Frequently Asked Questions
What is a reasonable level of interim payment to request?
Where the claim for costs is reasonable and there are no concerns with regard to the proportionality of the costs, it is reasonable to seek an interim payment for 65 – 70% of any costs that are subject to detailed assessment and 90% of any budgeted costs that have already been approved by the court.
What is the difference between a Calderbank offer and Part 36 offer?
A Calderbank offer is headed ‘without prejudice save as to costs’. The costs consequences of Calderbank offers are governed by CPR 44. The court will have discretion over costs of assessment. A Calderbank offer provides greater flexibility than a Part 36 offer; it allows the party making the offer to be flexible when making terms about the length of time the offer remains open for acceptance, costs of assessment and payment terms.
Part 36 goes beyond Part 44 in that it sets highly prescriptive terms.

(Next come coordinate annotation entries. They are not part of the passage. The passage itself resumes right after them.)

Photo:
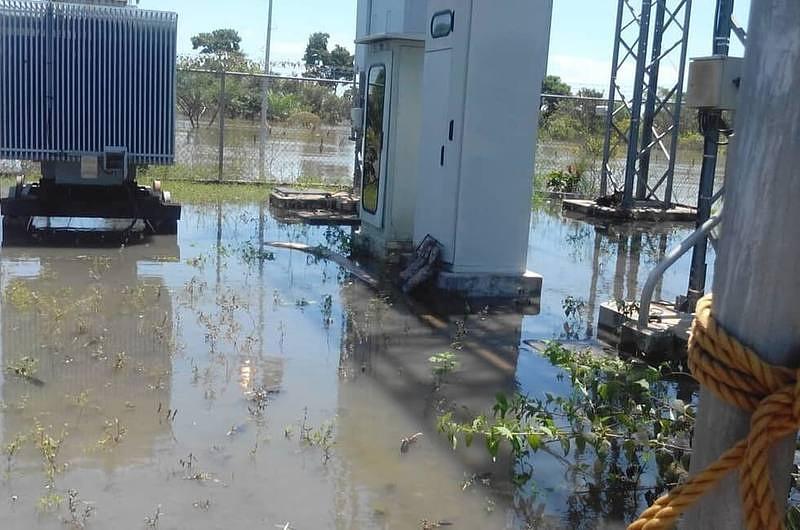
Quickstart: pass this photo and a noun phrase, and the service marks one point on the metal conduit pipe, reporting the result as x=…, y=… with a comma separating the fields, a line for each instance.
x=670, y=259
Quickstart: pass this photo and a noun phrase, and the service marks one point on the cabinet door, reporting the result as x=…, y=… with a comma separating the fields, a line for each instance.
x=443, y=112
x=374, y=148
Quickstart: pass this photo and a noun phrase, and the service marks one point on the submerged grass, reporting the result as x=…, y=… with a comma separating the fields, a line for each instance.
x=194, y=192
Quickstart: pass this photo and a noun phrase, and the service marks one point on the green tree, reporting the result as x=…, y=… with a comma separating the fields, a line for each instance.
x=341, y=63
x=589, y=93
x=320, y=62
x=553, y=84
x=317, y=55
x=198, y=93
x=220, y=42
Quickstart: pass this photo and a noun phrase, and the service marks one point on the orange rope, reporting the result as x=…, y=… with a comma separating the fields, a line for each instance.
x=735, y=374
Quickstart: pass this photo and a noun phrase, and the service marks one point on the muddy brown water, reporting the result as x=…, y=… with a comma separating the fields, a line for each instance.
x=248, y=348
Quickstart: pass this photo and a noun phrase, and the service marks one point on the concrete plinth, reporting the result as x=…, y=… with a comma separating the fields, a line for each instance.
x=314, y=206
x=641, y=211
x=665, y=338
x=525, y=289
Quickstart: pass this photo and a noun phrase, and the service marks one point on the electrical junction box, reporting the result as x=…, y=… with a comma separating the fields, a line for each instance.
x=714, y=82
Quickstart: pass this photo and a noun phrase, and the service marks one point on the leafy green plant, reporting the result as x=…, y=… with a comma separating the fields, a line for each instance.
x=617, y=414
x=565, y=181
x=49, y=446
x=24, y=367
x=12, y=448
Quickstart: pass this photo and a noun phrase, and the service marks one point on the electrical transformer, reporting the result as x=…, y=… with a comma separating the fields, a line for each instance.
x=88, y=90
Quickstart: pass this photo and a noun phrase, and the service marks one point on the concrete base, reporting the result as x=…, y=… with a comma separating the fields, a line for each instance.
x=315, y=206
x=525, y=289
x=665, y=338
x=370, y=241
x=641, y=211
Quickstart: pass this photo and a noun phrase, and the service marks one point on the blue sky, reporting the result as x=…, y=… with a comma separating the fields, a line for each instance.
x=580, y=46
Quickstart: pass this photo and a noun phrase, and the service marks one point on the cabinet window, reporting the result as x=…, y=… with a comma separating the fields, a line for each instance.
x=442, y=24
x=373, y=138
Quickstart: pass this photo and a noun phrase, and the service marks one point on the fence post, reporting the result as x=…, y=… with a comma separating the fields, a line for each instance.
x=262, y=154
x=756, y=284
x=221, y=113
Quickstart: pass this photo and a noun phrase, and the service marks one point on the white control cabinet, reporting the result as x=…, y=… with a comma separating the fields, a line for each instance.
x=484, y=65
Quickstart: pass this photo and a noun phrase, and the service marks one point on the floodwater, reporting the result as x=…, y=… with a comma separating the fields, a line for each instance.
x=209, y=381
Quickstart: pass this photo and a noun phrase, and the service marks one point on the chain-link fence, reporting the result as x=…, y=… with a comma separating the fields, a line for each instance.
x=306, y=137
x=570, y=149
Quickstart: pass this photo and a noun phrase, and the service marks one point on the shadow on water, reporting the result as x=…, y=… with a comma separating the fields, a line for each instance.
x=289, y=385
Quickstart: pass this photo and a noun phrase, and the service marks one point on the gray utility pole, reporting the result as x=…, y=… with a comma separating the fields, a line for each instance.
x=262, y=150
x=713, y=118
x=756, y=285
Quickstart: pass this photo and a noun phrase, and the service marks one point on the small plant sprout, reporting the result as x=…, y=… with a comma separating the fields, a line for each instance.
x=24, y=368
x=12, y=448
x=49, y=503
x=49, y=447
x=120, y=361
x=79, y=511
x=113, y=433
x=442, y=364
x=151, y=521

Part 36 offers must be open for acceptance for at least 21 days. They also cannot be withdrawn or amended without the court’s permission. Despite the rigidness of Part 36, it provides more certainty as to how costs will be treated. The Court does not have the same level of discretion as when a Calderbank offer is made. Furthermore, where the offeror beats their own Part 36 offer at detailed or provisional assessment, they will also be entitled to the Part 36 benefits set out under CPR 36.17 in relation to costs and interest.
When will costs be adjudged disproportionate?
Where costs are assessed on the standard basis, costs incurred will be deemed disproportionate if they do not bear a reasonable relationship to the following factors:
- The sums in issue in the proceedings;
- The value of any non-monetary relief in issue in the proceedings;
- The complexity of the litigation;
- Any additional work generated by the conduct of the paying party; and
- Any wider factors involved in the proceedings, such as reputation or public importance.
How frequently do cases proceed to detailed or provisional assessment?
In most cases we are able to reach an agreement on costs. Only a very small percentage of cases proceed to detailed assessment. It is more common for cases to proceed to provisional assessment (where the costs claimed are £75,000 or less) because provisional assessments are undertaken on the papers only and the parties are not required to make oral submissions.